L’Etat, qui a assuré à l’AFP « examiner le jugement », doit donc « faire plus pour contrer le danger imminent causé par le changement climatique, étant donné son devoir de protection de l’environnement », a indiqué la même source.
Le contrôle des émissions est l’une des tâches de l’Etat, a estimé la justice, soulignant que les coûts de ces réductions ne seraient pas « inconcevablement élevés ».
– ‘Pour mes enfants et petits-enfants’ –
Marjan Minnesam, la directrice de l’ONG Urgenda, a qualifié la décision de « première mondiale ».
« Jamais auparavant un Etat n’avait été amené devant la justice ainsi », a-t-elle déclaré aux journalistes dans la salle d’audience. »Cela a créé un précédent », a-t-elle ajouté, exprimant l’espoir qu’il « sera suivi à travers le monde ». »Des millions de personnes qui subissent déjà les conséquences du changement climatique espèrent que nous, les personnes responsables des émissions et qui en ont les moyens, allons intervenir à temps », a-t-elle ajouté dans un communiqué.
Pour Wendel Trio, le directeur du réseau européen pour l’action climatique, « ce verdict est un jalon dans l’histoire de la législation sur le climat, car c’est la première fois qu’un gouvernement est ordonné de relever ses ambitions climatiques par un tribunal ». Il a estimé que l’objectif fixé par le tribunal « n’est pas trop difficile » : « les objectifs devraient être beaucoup plus élevés que 25% pour être en ligne avec ce qui est vraiment nécessaire pour s’attaquer au changement climatique ».

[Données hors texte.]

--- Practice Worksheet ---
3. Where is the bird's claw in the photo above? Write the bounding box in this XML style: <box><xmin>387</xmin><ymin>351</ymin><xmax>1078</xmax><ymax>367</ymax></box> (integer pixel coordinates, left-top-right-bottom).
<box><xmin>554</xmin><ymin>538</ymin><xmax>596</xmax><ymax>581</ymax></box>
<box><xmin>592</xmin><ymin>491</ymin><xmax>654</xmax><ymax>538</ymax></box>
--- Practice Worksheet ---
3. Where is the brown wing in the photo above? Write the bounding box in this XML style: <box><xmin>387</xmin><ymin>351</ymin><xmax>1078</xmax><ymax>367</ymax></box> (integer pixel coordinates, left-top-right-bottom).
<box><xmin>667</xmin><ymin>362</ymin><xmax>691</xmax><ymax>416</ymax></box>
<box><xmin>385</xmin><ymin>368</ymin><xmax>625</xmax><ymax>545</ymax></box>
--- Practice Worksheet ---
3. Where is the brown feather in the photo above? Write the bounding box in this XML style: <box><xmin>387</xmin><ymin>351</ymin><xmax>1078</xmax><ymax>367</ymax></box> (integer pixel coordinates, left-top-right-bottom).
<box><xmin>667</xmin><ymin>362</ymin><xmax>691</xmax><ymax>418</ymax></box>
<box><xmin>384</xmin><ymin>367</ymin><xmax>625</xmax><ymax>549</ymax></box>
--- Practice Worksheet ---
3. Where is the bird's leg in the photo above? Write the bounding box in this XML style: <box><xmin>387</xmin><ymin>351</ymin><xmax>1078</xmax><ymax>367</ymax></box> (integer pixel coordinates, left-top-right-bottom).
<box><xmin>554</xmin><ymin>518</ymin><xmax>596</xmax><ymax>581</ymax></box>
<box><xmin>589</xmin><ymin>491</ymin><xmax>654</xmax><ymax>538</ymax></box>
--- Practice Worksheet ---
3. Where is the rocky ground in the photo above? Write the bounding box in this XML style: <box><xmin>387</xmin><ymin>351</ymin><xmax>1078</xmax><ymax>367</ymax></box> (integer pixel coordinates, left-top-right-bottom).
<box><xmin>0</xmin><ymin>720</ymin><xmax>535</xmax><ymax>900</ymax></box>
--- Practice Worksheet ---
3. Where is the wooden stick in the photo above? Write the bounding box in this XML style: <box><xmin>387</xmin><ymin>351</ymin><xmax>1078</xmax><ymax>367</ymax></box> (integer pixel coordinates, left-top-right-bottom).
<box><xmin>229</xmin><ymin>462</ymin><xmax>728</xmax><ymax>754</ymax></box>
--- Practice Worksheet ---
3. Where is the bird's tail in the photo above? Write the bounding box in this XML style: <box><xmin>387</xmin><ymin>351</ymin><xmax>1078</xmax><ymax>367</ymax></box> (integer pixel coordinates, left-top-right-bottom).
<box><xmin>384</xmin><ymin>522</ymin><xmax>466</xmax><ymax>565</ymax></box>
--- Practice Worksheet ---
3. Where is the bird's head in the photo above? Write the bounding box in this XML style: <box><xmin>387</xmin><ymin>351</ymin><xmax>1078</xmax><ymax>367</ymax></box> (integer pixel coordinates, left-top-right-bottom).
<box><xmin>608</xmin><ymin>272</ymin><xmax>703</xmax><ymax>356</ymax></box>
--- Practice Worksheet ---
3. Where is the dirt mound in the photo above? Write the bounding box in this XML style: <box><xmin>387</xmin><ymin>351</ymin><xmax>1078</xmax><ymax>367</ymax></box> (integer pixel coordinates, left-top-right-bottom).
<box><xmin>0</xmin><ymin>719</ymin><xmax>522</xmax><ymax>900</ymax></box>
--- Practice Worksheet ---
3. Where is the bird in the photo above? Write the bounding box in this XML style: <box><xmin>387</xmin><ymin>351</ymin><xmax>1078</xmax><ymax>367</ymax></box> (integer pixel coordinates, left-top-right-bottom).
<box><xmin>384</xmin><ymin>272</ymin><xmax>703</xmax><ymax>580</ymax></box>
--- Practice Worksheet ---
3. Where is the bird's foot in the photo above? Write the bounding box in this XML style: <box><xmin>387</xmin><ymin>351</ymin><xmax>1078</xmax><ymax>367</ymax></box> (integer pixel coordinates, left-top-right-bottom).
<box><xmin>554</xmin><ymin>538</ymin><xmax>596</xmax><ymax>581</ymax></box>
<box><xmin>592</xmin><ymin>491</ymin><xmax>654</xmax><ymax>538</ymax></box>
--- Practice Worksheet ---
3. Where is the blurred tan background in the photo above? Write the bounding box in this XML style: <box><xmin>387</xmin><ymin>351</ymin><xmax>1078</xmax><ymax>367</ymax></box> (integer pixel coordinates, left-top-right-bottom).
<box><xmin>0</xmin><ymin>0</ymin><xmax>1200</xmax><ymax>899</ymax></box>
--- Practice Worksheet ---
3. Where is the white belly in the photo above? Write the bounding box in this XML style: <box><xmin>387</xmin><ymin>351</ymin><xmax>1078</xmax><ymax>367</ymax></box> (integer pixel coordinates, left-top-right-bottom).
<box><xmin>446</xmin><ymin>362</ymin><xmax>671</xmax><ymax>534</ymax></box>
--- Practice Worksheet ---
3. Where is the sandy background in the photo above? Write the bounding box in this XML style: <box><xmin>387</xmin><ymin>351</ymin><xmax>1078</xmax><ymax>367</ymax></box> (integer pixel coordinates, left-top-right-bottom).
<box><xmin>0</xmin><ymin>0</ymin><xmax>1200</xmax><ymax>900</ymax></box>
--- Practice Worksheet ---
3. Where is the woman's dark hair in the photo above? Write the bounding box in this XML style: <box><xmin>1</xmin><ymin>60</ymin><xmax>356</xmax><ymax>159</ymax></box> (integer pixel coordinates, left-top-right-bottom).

Pour Bill Hare, le directeur de Climate Analytics, un institut de sciences et politiques climatiques, « les marchés financiers s’inquiètent de plus en plus des risques de pertes financières pour les sociétés qui utilisent beaucoup d’énergies fossiles ».Sharon Ceha, qui travaille pour Urgenda, a affirmé à l’AFP que cette action était surtout destinée « à mes enfants et mes petits-enfants ».La communauté internationale s’est fixée pour objectif de limiter à 2°C la hausse des températures mondiales par rapport à l’ère pré-industrielle. En vue du tout premier accord universel sur le climat espéré en décembre à Paris, les Etats sont invités à rendre publics des engagements nationaux en matière de réduction des émissions de gaz à effet de serre. Les 28 pays de l’UE a fait part de son intention de réduire ses émissions de 40% en 2030 par rapport à 1990, tandis que les Etats-Unis, 2e plus gros émetteur derrière la Chine, veulent les réduire de 26 à 28% entre 2005 et 2025.